Tor Proof-of-Work Defense on the Source Interface

The SecureDrop Source Interface is served as an onion service with an .onion URL, requiring Tor Browser to access it over the Tor network. Tor is sometimes targeted for denial-of-service (DoS) attacks that can slow down the Tor network as a whole as well as burden individual onion services, including SecureDrops.

Tor now includes a proof-of-work (PoW) defense against denial-of-service attacks that can be turned on for individual onion services. As of SecureDrop 2.9.0, new SecureDrops have this feature enabled by default, and we encourage all SecureDrop administrators to turn it on for their instances. While this measure can’t speed up the Tor network as a whole if it’s slow, it can protect your SecureDrop from being attacked specifically; and more onion services running with this feature helps improve the resilience of the Tor network.

Enabling the proof-of-work defense

If you’re installing SecureDrop for the first time, the proof-of-work defense will be enabled by default, unless you explicitly disable it.

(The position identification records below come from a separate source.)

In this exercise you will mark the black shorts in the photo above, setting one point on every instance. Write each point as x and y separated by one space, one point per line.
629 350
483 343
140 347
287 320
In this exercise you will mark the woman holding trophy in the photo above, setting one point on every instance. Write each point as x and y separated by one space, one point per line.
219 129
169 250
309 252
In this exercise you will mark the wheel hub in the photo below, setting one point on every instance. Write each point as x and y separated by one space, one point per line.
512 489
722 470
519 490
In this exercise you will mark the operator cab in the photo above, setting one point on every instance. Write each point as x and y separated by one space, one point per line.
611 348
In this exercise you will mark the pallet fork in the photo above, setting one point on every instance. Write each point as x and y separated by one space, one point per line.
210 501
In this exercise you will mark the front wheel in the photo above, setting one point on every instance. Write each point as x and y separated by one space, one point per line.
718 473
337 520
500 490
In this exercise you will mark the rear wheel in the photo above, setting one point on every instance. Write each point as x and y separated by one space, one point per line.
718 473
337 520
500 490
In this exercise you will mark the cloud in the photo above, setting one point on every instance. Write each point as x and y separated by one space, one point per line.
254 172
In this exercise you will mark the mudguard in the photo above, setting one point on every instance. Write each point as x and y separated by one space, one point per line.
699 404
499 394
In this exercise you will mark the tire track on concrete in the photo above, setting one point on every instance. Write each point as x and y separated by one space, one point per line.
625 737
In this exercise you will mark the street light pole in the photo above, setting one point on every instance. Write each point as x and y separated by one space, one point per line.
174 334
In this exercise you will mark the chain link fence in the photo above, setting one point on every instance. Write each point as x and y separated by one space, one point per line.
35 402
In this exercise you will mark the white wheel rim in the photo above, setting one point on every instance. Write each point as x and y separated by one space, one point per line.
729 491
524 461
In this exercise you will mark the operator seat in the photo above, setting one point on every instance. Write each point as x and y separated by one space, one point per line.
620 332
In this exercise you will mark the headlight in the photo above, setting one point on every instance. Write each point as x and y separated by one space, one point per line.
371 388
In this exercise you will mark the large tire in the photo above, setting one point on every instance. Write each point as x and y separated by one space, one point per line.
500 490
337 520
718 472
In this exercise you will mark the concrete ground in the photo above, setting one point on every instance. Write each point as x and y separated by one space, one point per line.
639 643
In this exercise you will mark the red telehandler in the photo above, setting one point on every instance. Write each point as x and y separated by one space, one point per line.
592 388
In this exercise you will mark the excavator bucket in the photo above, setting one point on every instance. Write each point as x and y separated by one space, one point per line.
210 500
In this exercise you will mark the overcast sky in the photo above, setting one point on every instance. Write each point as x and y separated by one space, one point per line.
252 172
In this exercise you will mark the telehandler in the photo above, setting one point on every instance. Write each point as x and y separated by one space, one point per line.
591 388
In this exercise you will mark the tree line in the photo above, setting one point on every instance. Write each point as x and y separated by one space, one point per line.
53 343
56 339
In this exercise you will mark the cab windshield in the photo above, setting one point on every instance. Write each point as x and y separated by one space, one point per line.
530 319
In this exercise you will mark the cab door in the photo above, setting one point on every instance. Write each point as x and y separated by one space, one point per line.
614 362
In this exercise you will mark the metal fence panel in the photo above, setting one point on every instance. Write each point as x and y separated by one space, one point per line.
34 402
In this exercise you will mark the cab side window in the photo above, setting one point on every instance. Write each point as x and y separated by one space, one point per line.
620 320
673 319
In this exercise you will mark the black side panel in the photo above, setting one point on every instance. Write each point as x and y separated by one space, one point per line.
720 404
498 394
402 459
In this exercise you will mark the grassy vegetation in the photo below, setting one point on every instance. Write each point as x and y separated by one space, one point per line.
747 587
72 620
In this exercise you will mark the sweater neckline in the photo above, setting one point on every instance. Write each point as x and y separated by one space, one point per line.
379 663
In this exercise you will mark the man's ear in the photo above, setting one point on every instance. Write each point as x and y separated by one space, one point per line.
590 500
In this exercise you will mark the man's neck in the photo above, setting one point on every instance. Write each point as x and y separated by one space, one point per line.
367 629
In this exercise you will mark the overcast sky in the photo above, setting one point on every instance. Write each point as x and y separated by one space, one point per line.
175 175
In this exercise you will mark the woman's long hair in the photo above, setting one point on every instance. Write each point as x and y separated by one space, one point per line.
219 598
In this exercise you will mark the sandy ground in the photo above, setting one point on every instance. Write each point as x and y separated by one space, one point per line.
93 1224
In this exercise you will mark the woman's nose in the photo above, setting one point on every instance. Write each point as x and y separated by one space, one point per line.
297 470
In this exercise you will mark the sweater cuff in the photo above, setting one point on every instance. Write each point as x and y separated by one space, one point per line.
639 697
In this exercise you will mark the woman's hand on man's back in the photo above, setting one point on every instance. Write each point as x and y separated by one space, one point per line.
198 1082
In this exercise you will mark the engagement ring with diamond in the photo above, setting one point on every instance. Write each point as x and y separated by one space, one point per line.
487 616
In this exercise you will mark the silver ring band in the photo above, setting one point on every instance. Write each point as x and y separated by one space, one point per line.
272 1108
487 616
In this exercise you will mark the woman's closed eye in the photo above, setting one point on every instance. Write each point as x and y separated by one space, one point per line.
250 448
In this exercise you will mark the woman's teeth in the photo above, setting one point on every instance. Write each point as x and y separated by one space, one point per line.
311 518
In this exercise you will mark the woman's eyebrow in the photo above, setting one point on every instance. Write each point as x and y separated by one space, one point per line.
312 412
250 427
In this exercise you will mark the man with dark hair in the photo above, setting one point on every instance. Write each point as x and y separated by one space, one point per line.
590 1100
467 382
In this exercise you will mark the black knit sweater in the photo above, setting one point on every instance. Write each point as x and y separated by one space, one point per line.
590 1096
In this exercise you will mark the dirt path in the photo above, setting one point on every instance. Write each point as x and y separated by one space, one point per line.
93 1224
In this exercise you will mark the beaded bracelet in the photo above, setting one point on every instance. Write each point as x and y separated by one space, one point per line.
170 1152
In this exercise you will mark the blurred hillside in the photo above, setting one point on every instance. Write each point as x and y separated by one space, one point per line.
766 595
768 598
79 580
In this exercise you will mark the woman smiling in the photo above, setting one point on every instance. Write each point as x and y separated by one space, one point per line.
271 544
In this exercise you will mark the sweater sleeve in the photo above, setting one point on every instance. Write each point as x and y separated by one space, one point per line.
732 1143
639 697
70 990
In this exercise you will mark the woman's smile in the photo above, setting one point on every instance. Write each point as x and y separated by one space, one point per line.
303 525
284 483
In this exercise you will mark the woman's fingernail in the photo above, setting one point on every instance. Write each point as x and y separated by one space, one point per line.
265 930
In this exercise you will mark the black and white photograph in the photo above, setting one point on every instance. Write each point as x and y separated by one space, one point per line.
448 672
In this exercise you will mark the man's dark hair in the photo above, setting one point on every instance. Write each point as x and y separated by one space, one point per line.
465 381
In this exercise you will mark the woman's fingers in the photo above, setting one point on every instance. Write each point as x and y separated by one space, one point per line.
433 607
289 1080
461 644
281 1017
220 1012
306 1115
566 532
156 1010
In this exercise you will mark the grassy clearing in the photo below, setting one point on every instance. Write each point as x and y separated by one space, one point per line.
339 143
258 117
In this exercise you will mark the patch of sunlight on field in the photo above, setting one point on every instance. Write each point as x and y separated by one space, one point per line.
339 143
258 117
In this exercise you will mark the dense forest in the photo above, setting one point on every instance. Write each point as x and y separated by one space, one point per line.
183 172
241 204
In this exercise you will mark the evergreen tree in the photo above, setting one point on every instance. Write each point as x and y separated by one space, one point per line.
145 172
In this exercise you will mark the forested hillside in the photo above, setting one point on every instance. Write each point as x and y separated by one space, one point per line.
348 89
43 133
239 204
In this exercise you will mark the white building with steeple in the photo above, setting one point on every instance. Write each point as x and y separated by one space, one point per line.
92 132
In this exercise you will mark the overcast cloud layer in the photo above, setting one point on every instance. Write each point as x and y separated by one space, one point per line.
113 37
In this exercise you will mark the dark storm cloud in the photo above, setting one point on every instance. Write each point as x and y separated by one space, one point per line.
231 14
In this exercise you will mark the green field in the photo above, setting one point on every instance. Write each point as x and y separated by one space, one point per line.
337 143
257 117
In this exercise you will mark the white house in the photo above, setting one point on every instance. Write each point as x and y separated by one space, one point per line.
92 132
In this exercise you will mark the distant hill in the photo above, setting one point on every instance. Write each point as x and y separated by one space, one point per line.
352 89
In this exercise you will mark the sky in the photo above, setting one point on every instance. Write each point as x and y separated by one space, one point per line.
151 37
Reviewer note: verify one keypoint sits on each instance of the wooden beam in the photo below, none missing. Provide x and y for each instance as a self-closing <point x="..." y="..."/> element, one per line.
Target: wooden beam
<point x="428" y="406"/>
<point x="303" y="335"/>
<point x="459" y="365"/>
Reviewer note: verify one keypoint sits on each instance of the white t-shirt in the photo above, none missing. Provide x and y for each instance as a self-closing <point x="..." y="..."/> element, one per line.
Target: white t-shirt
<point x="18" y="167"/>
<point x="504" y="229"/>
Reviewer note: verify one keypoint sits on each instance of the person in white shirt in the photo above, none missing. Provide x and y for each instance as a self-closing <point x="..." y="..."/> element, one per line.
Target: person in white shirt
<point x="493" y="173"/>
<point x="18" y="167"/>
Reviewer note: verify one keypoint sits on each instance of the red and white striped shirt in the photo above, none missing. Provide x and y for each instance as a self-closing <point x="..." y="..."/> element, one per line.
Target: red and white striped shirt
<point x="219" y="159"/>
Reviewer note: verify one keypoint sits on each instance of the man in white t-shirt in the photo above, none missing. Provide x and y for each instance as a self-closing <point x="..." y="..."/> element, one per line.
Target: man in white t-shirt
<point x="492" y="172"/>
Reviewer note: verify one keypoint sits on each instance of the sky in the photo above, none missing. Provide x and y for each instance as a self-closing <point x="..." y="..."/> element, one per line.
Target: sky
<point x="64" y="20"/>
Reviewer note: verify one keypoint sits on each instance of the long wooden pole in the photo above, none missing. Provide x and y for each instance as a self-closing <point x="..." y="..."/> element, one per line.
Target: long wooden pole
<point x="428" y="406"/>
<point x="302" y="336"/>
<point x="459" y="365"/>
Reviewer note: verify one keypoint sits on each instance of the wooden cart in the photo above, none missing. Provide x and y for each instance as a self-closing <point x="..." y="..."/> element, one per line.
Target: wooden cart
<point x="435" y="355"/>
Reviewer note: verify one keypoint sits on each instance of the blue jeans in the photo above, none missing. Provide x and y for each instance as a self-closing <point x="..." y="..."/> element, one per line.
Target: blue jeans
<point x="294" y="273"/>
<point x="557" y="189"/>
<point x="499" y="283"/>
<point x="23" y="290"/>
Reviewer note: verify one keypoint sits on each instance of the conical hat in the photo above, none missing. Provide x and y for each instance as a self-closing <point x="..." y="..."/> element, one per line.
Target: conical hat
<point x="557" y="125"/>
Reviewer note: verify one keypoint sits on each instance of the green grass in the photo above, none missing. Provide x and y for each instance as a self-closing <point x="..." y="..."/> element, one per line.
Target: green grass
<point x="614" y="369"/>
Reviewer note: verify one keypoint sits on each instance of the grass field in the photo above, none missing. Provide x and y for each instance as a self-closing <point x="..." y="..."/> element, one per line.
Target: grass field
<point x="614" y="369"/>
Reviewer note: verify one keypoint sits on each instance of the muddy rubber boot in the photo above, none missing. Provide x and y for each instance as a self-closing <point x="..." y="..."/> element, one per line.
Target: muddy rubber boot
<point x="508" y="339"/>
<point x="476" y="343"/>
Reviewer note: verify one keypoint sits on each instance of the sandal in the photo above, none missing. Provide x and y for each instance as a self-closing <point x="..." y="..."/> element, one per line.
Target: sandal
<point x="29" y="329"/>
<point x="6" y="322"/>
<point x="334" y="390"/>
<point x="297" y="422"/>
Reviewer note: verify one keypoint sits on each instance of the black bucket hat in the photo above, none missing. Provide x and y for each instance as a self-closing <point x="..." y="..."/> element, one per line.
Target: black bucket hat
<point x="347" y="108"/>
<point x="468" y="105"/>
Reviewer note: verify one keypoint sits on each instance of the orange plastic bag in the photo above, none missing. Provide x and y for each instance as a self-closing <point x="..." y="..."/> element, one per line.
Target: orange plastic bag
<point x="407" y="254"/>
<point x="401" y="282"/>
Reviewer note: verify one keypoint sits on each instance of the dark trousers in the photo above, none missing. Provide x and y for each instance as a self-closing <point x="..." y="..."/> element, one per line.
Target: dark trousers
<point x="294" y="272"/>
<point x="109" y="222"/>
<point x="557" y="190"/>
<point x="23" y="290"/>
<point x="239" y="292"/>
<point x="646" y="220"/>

To enable it on an existing SecureDrop instance, on the Admin Workstation:

cd ~/Persistent/securedrop
./securedrop-admin sdconfig

The prompts will include:

Enable Tor's proof-of-work defense against denial-of-service attacks for the Source Interface?: yes

Type <Enter> to accept the new default yes value. When you finish the prompts, rerun the installation script:

./securedrop-admin install

The Tor configuration will be updated to enable the proof-of-work defense. When the script finishes, confirm that you can access the Source Interface.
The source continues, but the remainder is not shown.